Y lo detestó, casi tanto como se detestaba
a sí misma.
Después cogió, sin dejar de mirarla, la silla que tenía más a
mano y la estampó en el suelo. Y luego hizo lo mismo con la siguiente.
—Es
esto lo que esperabas, ¿no? Pues ya lo tienes —había dicho furioso, sin alzar ni
un ápice la voz. Una voz que había sonado como sonarían unas manos muertas
arañando la tierra—. Si querías dejarlo solo tenías que decirlo. Hay algo en lo
que sí tienes razón, Rebecca, eres una cobarde.
La
última palabra pulsó algo en su interior, algo que creó un millar de ecos
sordos que retumbaron con la fuerza de un puñetazo en su cabeza.
Y
después, Ash desapareció.
Sin
más.
Se
fue.
Se
fue dejándola sola, boqueando desesperadamente en un intento de coger el aire que se
le escapaba. Porque había imaginado muchas posibilidades y en todas ellas se
mostraba dolido, pero ninguna se parecía a lo que había sucedido. Nunca antes
lo había visto enfadado de verdad.
Y
bien, joder, ¿qué esperaba?
Había
esperado el perdón.
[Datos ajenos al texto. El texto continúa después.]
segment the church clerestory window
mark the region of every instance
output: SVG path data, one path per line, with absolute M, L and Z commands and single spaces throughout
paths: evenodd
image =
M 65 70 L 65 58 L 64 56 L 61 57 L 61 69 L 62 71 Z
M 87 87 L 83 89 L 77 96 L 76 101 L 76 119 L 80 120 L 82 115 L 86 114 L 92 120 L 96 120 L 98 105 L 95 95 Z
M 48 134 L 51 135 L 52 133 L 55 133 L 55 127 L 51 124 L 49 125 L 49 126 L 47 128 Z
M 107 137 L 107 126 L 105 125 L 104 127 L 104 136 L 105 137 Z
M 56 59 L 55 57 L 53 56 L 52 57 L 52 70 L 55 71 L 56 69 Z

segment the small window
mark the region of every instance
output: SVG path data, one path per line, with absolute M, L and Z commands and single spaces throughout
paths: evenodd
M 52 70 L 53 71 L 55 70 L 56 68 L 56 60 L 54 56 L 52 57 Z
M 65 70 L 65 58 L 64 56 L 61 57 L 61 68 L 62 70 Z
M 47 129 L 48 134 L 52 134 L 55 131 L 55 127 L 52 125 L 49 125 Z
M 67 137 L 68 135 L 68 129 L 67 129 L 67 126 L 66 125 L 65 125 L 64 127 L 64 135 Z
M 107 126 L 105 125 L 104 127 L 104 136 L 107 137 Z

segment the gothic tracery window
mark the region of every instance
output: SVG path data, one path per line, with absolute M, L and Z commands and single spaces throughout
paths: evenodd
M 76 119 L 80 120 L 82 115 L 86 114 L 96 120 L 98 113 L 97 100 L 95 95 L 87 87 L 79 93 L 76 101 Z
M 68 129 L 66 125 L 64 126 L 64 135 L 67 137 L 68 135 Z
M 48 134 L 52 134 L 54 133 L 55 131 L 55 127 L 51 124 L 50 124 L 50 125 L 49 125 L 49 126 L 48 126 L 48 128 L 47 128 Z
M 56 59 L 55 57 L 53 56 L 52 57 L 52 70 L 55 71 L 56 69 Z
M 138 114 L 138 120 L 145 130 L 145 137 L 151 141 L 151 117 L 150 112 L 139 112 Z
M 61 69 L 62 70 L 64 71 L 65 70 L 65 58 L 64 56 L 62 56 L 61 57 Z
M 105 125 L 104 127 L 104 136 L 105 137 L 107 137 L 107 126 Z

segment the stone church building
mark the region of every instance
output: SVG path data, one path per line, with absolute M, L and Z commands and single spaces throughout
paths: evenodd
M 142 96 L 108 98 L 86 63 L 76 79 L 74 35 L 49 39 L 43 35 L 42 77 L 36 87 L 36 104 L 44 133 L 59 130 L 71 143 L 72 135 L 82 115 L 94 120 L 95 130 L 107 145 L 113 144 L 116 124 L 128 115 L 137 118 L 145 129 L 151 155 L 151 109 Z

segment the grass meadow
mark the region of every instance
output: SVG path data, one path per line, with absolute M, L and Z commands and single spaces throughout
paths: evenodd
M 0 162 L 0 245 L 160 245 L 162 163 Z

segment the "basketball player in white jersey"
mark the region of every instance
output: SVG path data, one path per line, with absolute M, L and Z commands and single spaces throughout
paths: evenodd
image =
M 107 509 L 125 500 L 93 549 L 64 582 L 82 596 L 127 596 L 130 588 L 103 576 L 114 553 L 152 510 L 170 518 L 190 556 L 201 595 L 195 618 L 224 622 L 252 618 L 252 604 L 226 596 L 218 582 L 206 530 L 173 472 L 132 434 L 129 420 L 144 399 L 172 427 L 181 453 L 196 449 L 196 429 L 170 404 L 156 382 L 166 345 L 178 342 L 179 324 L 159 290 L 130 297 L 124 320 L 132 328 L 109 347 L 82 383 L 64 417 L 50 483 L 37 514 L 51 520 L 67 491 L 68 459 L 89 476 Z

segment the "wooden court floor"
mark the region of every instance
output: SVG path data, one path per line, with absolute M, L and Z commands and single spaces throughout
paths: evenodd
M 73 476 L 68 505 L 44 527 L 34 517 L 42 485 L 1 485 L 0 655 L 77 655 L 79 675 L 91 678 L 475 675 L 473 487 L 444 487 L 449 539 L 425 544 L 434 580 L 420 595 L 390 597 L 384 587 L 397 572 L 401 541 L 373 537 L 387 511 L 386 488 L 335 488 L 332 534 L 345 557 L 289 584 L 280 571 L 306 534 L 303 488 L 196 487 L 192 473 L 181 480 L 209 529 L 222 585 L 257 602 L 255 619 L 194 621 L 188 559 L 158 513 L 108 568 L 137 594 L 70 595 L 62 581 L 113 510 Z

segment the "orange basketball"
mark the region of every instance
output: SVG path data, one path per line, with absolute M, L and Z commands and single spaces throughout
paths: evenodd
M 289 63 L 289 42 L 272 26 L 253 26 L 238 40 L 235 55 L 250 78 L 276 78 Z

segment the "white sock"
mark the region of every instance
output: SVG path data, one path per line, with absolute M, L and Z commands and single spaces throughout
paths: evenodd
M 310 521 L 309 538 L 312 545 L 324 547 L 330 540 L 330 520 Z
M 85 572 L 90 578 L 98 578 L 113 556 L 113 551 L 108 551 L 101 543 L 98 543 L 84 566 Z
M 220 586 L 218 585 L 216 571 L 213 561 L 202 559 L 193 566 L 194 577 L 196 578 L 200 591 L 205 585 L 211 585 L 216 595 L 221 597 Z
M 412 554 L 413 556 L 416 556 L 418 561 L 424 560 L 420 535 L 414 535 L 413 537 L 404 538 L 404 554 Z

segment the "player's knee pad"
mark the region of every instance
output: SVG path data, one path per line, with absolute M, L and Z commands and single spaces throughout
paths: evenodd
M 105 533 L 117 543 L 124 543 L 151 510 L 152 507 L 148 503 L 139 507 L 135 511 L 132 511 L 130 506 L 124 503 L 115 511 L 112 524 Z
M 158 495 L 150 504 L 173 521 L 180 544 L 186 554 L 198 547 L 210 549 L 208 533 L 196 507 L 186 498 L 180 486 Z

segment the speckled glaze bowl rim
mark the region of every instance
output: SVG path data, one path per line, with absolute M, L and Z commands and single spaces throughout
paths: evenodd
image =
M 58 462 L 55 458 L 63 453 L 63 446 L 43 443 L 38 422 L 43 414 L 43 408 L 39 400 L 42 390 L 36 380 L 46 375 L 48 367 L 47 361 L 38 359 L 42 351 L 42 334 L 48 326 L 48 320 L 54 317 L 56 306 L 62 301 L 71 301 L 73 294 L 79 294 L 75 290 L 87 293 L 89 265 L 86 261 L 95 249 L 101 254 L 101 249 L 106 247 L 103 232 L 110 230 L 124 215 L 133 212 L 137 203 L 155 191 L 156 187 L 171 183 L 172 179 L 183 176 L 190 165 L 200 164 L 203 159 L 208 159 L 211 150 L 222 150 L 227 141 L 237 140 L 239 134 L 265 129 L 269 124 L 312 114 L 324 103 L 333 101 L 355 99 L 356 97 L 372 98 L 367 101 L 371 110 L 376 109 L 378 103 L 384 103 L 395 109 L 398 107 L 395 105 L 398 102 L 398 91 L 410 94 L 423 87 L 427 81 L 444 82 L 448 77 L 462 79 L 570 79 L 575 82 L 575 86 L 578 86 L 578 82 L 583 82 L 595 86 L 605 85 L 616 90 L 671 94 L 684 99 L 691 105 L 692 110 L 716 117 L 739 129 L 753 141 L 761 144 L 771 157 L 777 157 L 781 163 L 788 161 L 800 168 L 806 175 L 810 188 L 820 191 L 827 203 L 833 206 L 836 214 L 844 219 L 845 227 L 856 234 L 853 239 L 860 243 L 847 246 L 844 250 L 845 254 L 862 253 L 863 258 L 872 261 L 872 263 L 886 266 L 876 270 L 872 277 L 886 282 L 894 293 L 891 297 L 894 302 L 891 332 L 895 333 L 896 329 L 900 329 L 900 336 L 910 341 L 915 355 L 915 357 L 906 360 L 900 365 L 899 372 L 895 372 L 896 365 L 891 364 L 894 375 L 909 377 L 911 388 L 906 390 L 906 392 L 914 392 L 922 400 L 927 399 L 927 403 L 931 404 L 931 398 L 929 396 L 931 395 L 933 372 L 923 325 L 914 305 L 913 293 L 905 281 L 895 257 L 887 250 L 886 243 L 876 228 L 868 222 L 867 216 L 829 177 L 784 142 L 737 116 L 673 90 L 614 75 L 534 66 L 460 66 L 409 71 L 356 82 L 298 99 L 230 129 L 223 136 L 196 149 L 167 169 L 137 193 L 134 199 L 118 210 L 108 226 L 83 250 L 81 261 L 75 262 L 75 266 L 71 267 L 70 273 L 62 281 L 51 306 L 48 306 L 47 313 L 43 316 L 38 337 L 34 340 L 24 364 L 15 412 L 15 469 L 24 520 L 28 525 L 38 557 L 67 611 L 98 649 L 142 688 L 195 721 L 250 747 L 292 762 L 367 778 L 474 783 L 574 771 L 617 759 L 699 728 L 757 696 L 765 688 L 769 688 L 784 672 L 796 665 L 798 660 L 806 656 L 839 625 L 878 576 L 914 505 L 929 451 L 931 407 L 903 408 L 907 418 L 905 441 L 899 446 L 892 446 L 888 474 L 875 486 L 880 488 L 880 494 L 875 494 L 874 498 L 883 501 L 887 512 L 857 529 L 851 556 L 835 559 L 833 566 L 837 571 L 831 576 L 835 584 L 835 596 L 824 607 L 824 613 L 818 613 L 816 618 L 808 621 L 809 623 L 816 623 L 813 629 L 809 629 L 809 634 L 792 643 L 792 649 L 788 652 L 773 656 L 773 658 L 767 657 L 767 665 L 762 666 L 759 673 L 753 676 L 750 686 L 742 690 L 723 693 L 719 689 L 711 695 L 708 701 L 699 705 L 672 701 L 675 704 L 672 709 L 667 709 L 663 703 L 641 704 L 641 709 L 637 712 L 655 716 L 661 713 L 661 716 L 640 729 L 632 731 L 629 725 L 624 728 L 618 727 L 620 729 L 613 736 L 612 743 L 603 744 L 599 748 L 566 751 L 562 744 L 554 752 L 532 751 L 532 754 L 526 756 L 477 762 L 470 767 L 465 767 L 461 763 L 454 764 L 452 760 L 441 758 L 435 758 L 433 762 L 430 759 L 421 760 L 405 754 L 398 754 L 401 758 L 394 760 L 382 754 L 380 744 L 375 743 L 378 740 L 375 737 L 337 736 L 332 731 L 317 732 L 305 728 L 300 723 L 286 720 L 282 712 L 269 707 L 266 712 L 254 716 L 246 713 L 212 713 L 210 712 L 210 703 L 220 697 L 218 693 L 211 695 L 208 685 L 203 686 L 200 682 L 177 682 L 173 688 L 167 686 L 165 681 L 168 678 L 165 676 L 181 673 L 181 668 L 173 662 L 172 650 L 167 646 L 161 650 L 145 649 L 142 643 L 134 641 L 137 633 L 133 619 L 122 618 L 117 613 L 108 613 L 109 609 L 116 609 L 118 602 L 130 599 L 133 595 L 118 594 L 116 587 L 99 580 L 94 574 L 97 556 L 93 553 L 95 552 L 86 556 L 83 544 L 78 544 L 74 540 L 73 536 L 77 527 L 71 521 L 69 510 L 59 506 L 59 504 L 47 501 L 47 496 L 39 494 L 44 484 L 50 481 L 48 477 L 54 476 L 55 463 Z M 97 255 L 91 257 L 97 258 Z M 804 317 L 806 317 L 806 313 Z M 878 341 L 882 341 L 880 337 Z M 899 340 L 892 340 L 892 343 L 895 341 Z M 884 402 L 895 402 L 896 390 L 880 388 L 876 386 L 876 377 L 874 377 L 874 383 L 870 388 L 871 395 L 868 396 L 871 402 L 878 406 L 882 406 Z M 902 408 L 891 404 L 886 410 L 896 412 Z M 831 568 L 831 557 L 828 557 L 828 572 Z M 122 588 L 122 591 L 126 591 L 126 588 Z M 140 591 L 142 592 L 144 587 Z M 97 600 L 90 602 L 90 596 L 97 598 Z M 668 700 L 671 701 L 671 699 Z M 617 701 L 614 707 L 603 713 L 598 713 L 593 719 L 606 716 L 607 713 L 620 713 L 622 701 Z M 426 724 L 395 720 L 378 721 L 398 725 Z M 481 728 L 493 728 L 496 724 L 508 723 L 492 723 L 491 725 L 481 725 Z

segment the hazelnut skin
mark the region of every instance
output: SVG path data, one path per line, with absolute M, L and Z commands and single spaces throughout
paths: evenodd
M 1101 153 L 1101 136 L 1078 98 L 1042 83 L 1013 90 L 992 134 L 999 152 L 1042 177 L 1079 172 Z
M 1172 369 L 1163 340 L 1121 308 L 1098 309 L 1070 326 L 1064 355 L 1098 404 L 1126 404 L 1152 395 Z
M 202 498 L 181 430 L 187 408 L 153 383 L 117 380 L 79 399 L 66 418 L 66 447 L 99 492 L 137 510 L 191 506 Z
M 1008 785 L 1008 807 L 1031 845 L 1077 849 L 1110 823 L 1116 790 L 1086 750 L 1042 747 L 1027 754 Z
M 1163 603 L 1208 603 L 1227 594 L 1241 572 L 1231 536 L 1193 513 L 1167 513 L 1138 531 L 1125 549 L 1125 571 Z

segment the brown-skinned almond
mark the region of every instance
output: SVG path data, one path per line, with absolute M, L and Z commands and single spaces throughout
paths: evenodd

En el fondo, muy en el fondo de su corazón, había confiado
en que se lo dispensaría al ver un arrepentimiento real allí dentro. Y se había
equivocado.
Se
sentó en el suelo. O casi podría decirse que las piernas dejaron de sujetarla y
simplemente se derrumbó pared abajo hasta quedar echa una bola, aferrada a sus
rodillas. Y así siguió hasta que se hizo de noche y todo se oscureció, a juego
con su estado de ánimo.
Y
después lloró.
Quien
sabe el tiempo que habría transcurrido cuando cogió el teléfono para llamar a
Paul… lo único que sabía es que aún no había amanecido. Estaba entumecida y
tenía el estómago revuelto, sentía náuseas y de mirarse al espejo hubiese
vomitado. El irlandés no tardó en contestar, aunque su voz sonaba adormilada.
—¿Qué
sucede? —preguntó, probablemente pensando que se trataba de trabajo.
—Me
he acostado con Gavin.
—¿Cómo?
—volvió a preguntar, tras unos segundos en silencio.
—Me
he acostado con Gavin —repitió.
—Becca…
—Una
vez te dije que convierto todo lo que toco en mierda, Paul.
—Es
cierto, lo dijiste —Paul suspiró al otro lado de la línea— ¿Voy o vienes?
Lo
imaginaba tumbado en la cama con los ojos cerrados, masajeándose las sienes con
la mano libre tratando de concentrarse.
—No
puedo salir de casa ahora mismo…
—Vale,
estoy ahí en… cuarenta minutos.
—Voy
a beber, Paul —dijo tras una pausa.
—Está
bien.
—Mucho…
—Entiendo.
Era
muy posible que el irlandés estuviese acompañado y ni si quiera se había
planteado si podía dejarlo todo para ir a su piso. Es más, no le importaba. Era
una zorra. Una zorra insensible. Una especialmente estúpida.